La pertinence d’une culture axée sur les données est évidente de nos jours. Toutefois, malgré (ou du fait) les nombreux avantages qu’une culture Data peut offrir, il n’est pas si facile de devenir une entreprise axée sur les données. Cela est illustré par le fait que, même parmi les entreprises qui ont mis en place une gestion des données adéquate, les informations obtenues de cette manière ne sont utilisées que dans une faible mesure à des fins décisionnelles.

Cela signifie que les entreprises collectent et traitent beaucoup de données, mais qu’elles n’y accordent pas suffisamment de confiance pour prendre des décisions en connaissance de cause. Elles sont encore loin de devenir de véritables entreprises data driven. La culture data ne fait donc pas tout, elle est soumise elle aussi à certaines contingences.

Mais qu’est-ce qui empêche les entreprises d’avoir une culture data qui fonctionne bien ?

Examinons trois raisons plausibles à cela :

  • Un problème fréquent est que les données peuvent ne pas être centralisées. En conséquence, elles peuvent être inaccessibles aux employés qui en ont besoin pour prendre des décisions. Une entreprise Data-Driven élimine les silos de données, en démocratisant l’accès aux données et en consolidant toutes les données afin que chaque membre de l’entreprise sache où les trouver. Un catalogue de données peut être d’une grande utilité pour avoir une approche centralisée des données. En même temps, la décentralisation permet une plus grande autonomie pour les métiers, et une prise de décision qui reflète plus précisément les attentes du “terrain”.
  • Les utilisateurs business considèrent les données comme le patrimoine du département informatique et des data scientists/analystes. Et le département informatique ne veut pas céder aussi facilement son contrôle sur les données. Mais une culture axée sur les données commence à la racine de l’entreprise et doit impliquer chaque membre de l’organisation en leur donnant accès au patrimoine Data.

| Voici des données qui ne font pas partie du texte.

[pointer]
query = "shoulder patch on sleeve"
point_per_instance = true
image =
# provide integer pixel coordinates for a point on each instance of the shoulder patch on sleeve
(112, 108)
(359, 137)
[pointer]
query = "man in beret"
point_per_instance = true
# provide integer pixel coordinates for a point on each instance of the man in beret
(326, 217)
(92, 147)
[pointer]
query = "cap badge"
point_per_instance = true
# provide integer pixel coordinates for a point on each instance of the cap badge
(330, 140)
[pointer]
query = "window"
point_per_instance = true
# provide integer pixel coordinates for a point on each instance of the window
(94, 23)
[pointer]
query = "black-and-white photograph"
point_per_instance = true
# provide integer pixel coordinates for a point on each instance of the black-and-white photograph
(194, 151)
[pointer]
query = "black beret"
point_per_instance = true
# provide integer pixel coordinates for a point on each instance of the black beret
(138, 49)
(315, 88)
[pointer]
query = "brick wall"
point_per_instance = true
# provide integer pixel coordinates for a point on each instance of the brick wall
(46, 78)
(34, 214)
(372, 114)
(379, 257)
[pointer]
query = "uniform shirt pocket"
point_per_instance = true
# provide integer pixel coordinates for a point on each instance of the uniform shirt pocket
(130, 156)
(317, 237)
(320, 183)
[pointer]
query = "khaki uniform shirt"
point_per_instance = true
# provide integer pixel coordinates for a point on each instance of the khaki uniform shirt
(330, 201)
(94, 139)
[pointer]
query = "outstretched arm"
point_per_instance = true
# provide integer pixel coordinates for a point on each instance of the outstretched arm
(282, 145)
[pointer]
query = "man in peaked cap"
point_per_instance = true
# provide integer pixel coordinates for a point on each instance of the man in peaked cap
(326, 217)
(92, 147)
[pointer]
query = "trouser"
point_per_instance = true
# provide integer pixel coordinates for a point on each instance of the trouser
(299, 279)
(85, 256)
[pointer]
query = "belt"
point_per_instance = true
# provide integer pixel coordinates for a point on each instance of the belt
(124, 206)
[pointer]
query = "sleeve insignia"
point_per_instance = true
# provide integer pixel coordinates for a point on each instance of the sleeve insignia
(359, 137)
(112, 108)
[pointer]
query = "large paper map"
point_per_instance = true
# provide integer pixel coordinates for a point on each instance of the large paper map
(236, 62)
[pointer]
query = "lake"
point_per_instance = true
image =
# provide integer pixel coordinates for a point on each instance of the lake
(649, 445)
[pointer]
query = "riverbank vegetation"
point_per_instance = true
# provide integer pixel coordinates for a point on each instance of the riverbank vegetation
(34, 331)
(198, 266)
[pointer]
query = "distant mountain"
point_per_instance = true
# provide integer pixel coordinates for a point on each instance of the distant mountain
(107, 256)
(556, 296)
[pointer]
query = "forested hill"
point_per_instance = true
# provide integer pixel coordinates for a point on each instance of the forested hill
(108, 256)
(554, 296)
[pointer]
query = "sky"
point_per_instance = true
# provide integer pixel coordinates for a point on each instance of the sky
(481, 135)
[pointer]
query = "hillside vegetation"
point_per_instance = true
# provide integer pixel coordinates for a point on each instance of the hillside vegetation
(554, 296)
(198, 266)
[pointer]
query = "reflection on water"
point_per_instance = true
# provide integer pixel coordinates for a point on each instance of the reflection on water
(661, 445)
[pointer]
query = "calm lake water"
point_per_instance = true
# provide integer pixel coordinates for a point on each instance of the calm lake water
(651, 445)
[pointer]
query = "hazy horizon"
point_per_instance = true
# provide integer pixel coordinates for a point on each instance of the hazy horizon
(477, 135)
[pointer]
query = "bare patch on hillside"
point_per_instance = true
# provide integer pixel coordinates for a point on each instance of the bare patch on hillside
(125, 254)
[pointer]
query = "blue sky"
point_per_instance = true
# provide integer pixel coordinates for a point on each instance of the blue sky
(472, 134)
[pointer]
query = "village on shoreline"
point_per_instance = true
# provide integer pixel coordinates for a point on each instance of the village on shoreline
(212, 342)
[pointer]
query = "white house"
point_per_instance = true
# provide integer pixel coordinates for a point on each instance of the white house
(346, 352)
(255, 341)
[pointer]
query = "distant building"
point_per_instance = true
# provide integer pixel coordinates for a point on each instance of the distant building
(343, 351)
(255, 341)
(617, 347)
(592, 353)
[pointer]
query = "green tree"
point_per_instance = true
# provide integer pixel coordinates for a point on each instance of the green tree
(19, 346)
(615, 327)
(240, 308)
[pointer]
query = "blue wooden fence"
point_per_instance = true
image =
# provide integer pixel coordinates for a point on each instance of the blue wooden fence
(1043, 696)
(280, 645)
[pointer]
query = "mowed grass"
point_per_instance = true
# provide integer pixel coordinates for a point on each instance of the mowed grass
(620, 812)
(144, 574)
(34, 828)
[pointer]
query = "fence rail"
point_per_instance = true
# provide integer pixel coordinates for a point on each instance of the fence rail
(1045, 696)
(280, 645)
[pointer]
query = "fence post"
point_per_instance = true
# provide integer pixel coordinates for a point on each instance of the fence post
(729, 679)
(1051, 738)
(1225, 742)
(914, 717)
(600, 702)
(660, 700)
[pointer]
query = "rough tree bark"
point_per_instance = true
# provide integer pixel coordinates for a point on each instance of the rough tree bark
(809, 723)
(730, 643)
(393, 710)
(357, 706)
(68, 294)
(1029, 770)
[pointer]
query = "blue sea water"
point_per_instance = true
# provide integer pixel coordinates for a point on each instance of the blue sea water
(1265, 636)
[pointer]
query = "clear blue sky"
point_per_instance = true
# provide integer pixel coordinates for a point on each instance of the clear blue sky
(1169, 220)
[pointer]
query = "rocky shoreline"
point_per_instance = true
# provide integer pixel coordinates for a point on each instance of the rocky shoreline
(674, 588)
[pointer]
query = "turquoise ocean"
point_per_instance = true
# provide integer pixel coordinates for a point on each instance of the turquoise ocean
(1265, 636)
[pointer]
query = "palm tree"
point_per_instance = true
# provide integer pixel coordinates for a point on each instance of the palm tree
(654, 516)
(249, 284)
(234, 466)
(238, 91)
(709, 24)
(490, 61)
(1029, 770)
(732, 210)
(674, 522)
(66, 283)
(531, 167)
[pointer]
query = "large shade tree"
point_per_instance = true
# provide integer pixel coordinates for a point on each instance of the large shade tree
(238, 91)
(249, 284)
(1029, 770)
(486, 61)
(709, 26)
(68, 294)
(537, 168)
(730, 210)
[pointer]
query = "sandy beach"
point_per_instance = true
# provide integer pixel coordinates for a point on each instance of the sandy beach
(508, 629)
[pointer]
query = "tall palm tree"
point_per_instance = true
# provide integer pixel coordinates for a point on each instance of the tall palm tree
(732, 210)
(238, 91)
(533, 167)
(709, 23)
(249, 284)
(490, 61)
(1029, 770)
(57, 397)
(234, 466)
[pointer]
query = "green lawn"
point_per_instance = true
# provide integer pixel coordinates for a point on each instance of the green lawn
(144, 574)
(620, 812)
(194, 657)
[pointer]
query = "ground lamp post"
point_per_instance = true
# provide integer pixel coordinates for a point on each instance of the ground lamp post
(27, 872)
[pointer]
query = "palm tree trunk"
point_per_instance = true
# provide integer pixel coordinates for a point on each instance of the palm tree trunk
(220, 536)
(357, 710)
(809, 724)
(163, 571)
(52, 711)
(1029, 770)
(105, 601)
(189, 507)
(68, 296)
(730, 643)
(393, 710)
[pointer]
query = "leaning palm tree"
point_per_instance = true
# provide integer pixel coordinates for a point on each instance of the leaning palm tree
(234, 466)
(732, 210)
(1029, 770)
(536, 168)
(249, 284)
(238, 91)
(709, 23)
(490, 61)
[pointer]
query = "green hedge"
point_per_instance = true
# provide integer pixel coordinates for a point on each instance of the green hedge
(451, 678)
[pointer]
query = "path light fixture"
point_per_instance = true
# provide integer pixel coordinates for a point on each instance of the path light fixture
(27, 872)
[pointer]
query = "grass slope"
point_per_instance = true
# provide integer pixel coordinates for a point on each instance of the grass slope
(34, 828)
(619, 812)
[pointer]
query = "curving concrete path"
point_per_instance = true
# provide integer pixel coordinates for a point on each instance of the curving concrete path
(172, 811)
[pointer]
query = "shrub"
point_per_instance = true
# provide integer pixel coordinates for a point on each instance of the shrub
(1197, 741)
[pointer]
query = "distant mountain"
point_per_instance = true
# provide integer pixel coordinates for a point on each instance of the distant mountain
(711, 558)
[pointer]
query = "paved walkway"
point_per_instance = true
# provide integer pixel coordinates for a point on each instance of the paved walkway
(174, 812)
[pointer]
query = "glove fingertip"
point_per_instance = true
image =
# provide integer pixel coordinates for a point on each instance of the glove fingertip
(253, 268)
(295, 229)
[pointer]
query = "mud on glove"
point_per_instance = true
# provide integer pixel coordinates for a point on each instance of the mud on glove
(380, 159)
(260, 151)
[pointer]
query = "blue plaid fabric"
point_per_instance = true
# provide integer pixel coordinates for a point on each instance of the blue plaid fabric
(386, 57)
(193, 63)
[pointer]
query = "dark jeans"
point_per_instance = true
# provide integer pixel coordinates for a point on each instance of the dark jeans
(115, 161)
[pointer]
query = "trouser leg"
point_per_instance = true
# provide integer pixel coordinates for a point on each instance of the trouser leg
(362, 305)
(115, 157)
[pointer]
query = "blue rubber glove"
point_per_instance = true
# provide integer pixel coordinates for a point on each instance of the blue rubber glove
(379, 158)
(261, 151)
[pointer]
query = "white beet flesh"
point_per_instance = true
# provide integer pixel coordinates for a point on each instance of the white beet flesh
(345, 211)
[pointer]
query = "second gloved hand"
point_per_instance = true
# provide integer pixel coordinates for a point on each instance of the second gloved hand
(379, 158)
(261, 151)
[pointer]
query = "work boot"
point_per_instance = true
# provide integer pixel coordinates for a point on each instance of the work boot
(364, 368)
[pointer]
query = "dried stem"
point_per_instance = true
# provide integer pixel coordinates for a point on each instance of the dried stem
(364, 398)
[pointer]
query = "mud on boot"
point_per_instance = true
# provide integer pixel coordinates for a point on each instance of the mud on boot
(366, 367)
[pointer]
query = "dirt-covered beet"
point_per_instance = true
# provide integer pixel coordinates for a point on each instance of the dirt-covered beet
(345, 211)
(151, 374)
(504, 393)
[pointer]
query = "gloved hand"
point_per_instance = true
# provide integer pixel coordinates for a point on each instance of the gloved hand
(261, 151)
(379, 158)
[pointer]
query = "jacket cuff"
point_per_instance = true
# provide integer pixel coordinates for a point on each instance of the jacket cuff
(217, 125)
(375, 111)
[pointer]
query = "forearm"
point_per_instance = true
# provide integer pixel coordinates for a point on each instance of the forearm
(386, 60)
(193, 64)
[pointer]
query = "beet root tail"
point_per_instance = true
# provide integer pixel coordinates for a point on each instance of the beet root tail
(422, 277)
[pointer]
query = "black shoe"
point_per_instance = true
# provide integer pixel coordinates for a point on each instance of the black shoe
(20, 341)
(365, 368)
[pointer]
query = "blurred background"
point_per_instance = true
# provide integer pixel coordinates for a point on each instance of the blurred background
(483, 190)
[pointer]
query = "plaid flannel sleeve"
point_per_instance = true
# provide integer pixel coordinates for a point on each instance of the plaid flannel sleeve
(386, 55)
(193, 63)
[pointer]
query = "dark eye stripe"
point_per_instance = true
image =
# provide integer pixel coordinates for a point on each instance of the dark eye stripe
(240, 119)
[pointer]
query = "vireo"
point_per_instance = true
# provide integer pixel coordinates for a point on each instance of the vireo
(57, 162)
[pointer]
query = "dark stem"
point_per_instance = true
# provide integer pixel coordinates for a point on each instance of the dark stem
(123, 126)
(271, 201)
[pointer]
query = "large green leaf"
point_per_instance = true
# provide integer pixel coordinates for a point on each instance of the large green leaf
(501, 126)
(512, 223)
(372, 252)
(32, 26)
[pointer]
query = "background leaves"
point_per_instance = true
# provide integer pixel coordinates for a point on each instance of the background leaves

Les données ne sont parfois pas dans le bon format ou du niveau de qualité requis pour le type d’analyse effectué. Or les analyses avec données dépendent fortement de la qualité des données, comme évoqué plus haut avec le phénomène du « Garbage in, garbage out ». De fait, une mauvaise qualité des données a un impact négatif sur la fiabilité des services censés reposer sur ce patrimoine informationnel, ce qui peut finalement détruire la valeur commerciale d’une entreprise. Cela ne sera jamais assez répété mais la mauvaise qualité des données peut avoir de multiples effets négatifs sur une entreprise. IBM a estimé que, rien qu’aux États-Unis, les entreprises perdent 3,1 trillions de dollars par an en raison de la mauvaise qualité des données. Une autre étude de Gartner suggère que ce coût risque d’augmenter du fait de la complexité croissante de la structure de données. Une autre conséquence négative de la mauvaise qualité des données est qu’elle a un impact sur la productivité (comme le suggère le Harvard Business Review). La mauvaise qualité des données entraîne une mauvaise prise de décision et des erreurs. Plus il y a d’erreurs, plus les employés passent de temps à les corriger et moins ils font confiance aux données dont ils disposent. Si personne ne sait quelles données sont fiables, ils ne pourront pas optimiser leur travail et être productifs.

Pour conclure

Il faut garder à l’esprit que la culture des données relève de la responsabilité de chacun dans une organisation, elle constitue un bien fondamental pour chaque entreprise, elle n’est pas et ne doit pas être considérée comme un sous-produit des processus métier. La culture Data n’est pas un pis-aller, un élément « nice-to-have », elle est bien primordiale pour toute organisation, quelle qu’elle soit.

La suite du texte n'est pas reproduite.